London, United Kingdom – The theories have spread almost as fast as the new coronavirus: Chloroquine is a proven cure, children are immune and 5G caused the pandemic.
From the seemingly plausible to the predictably untrue, fake news about COVID-19, the disease caused by the virus, is flooding the internet as we scramble to make sense of a crisis that has wrought havoc around the world.
Unchecked, this so-called “infodemic” threatens to hamper the world’s collective best efforts to curtail the coronavirus, which has killed more than 115,000 people in a little more than 100 days since news of its emergence in Wuhan, China, consumed the world’s media.
“Were we to view this [pandemic] as a conflict, then we could talk about two fronts,” Carl Miller, research director of the Centre for the Analysis of Social Media at United Kingdom-based think-tank Demos, told Al Jazeera.
‘So much misinformation’
While millions of us remain cooped up in our homes under strict lockdown laws, on WhatsApp, Facebook, YouTube and elsewhere, a range of bogus stories and half-baked conspiracy theories concerning COVID-19 have gained considerable global momentum.
“The first is the public health reaction, and the second front are the waves of social and political chaos that have been caused by the virus and our response to it – this is a key battle on that front.”
In the UK alone, nearly half of all adults have been exposed to false claims or misleading information online about the virus, according to research published last week by the country’s media watchdog, Ofcom.
Some 35 percent have seen claims that drinking more water can help flush out the disease, for example, while around a quarter have seen advice suggesting the infection can be treated by gargling salt water – both of which have been rubbished by the World Health Organisation and contradict UK public health guidelines.

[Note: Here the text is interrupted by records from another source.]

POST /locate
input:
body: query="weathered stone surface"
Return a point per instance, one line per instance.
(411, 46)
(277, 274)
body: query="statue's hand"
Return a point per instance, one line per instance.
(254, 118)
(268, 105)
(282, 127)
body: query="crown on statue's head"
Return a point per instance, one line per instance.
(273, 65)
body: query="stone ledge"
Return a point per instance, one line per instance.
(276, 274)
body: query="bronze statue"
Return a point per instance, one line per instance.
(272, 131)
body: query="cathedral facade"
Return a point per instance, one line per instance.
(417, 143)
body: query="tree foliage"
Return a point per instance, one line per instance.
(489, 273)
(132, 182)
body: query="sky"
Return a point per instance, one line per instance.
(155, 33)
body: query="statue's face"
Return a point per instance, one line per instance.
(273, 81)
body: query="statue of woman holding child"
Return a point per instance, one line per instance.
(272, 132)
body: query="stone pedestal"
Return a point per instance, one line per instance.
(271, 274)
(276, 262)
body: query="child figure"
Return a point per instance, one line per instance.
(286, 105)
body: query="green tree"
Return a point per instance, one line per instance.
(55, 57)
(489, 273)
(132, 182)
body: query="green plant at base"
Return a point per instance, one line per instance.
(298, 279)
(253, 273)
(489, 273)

Among those to have personally witnessed the pernicious advance of misinformation is Ahmed Aweis, a business owner in London, itself the epicentre of Britain’s coronavirus caseload.
For weeks, he has seen fake news spread freely on WhatsApp and Facebook.

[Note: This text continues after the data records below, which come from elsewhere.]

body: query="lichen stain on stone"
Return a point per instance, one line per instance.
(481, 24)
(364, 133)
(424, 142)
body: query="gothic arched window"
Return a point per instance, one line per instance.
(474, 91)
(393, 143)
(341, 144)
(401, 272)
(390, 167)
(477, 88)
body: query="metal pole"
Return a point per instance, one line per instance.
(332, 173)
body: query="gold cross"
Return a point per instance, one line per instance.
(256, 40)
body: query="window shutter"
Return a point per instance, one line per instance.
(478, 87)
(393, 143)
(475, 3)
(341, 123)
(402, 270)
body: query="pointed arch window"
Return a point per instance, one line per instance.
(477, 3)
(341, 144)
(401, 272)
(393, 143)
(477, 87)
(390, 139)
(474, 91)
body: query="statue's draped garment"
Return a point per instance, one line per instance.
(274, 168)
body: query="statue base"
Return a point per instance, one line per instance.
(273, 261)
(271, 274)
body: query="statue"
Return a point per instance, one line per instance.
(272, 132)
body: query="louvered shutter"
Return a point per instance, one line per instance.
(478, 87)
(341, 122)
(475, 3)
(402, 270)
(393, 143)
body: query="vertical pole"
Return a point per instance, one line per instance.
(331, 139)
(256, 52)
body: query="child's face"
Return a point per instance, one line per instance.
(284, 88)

Towards the end of March, Aweis said, up to 25 videos a day spouting mistruths were being shared across a handful of his online groups of friends and relatives – all while COVID-19 tightened its grip on swathes of Western Europe.

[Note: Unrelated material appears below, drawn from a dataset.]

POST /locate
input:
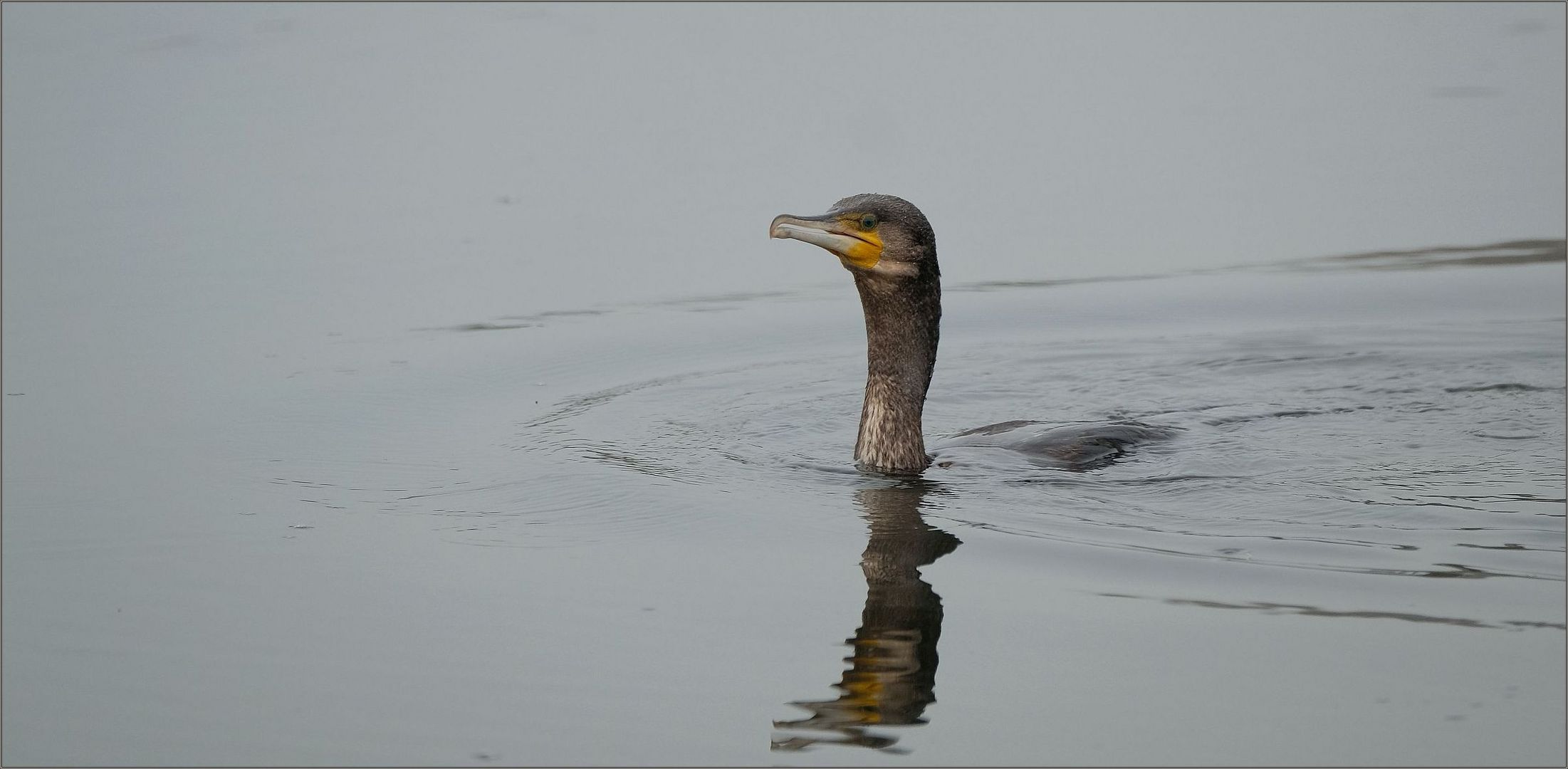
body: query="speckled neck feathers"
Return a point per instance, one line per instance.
(902, 327)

Despite his best efforts to rebut the claims, “everybody was just sharing stuff left, right and centre”, he said, including content that purportedly proved coronavirus was man-made, or caused by the rollout of 5G mobile technology.
“It was frightening and infuriating because you know this information is false, but the people who are sharing it have the confidence this will help or save humanity – and other people pick up on that,” Aweis told Al Jazeera.
“I am very, very worried; there is so much misinformation being spouted around.”